I was stunned. When the doctor who has directed the Center for more than thirty years leaned over with a flashlight to look in my mouth, I said to him, "Do you mind if I kiss you?" This guy may be in his seventies, and I must admit it was fun to watch him try to react! He'll never forget me now. When he demurred, I said, "But you
did hesitate!"
After that, I had no brain. All I could think about, when I could think at all, was my impossibly perfect outcome from a single DLI, and the sequence of events that led to it as well as the rapid consequences: immediate response, effective response, GVM, first try. With respect to likelihood, we scientist types like to use the phrase "vanishingly small," as in, "the probability of that event happening is vanishingly small." This refers to anything theoretically possible, but with a probability of occurrence so low that it would never occur in the real world. Many of these near-impossible events had to happen to get me to this point, which are on this blog somewhere below.
What do I do with that? The eternal question arises: why me? I feel, probably illogically, as if I have acquired a responsibility, but I'm not sure what it is let alone how to carry it out. In earlier posts I've detailed all of the unlikely events from which I've benefited, but this latest is overwhelming. The only thing I know I have to do is finish the book, even if I end up being the sole reader.
CR, on the average has just given me another multi-year lease on life without cancer: the present curves suggest five years or more. There is also a non-vanishing possibility that I'll never see multiple myeloma again.

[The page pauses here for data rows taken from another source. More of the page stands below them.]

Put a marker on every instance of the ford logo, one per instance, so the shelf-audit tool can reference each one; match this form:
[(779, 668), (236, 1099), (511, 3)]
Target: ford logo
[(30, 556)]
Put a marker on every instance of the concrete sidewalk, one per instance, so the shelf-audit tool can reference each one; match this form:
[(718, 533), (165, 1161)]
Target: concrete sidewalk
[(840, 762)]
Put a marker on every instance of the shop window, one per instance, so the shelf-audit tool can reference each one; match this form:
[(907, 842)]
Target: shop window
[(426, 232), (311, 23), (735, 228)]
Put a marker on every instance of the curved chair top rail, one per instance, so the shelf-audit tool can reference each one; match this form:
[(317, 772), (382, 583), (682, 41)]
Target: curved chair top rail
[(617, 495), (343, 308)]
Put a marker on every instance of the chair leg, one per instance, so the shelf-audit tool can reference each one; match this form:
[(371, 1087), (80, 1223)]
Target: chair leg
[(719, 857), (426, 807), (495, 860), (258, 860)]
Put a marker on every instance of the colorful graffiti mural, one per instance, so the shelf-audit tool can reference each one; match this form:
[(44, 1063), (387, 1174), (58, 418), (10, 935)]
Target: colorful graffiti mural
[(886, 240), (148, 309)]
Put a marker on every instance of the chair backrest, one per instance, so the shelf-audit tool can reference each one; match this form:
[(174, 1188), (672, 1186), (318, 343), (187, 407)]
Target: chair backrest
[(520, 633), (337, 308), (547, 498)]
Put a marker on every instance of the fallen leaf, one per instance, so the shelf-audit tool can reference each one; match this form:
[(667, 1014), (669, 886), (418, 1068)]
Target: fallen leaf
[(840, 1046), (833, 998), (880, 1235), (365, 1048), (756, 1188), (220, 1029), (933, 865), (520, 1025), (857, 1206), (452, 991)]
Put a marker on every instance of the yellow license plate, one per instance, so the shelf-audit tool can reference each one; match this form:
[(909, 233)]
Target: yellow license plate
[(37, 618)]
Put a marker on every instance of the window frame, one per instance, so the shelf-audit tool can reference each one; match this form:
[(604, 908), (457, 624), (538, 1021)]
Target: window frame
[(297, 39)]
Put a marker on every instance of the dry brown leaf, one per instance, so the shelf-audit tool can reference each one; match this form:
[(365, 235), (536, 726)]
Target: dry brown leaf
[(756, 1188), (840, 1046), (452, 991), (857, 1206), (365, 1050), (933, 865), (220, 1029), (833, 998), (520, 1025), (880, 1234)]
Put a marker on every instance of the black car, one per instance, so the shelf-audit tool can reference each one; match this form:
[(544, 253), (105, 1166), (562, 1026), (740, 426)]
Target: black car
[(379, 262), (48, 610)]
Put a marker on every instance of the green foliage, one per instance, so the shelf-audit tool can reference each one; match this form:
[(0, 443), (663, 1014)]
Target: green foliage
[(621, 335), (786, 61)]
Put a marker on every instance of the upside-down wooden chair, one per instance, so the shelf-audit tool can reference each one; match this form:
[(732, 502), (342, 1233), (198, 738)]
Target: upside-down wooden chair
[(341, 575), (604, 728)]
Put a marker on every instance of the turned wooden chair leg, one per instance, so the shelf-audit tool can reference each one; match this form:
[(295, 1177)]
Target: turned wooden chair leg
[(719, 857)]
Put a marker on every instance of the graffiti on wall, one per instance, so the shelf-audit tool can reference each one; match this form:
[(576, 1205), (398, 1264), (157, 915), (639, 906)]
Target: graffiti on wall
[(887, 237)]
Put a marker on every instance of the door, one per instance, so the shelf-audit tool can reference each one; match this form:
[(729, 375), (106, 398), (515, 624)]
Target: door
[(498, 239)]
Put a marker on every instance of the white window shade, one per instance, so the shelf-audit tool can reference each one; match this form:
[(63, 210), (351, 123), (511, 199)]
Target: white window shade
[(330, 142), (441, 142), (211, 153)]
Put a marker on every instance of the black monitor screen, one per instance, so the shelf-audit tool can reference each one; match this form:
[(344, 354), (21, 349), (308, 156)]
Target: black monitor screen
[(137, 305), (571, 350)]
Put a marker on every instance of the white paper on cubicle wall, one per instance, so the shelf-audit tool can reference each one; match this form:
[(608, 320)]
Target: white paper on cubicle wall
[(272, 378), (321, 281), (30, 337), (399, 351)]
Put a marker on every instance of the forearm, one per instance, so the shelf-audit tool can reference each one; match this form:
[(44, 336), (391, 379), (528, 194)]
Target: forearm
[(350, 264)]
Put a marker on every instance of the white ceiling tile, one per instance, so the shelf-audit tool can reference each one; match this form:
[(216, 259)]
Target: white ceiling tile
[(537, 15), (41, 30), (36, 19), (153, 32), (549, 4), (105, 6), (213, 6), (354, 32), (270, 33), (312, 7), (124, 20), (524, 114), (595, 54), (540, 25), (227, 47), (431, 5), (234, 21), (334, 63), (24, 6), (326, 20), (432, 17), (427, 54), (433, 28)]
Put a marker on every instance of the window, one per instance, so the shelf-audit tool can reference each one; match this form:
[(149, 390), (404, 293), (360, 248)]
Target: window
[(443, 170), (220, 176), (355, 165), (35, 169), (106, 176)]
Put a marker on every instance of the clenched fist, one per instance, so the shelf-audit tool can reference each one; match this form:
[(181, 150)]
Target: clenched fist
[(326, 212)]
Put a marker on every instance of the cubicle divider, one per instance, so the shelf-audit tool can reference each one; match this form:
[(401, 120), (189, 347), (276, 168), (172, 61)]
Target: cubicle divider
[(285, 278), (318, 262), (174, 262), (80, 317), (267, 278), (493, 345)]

Last Wednesday I spent hours in the hospital, as I have to do once a week. When they wheeled me into Hematology on my wheelchair, for some reason I was left in an open space for a time. During that time all but one of the doctors who had treated me walked by and said hello (the other one I saw earlier). I'm guessing it was a shift change, but it was then I began to realize that my survival is a huge triumph for the doctors and nurses, too.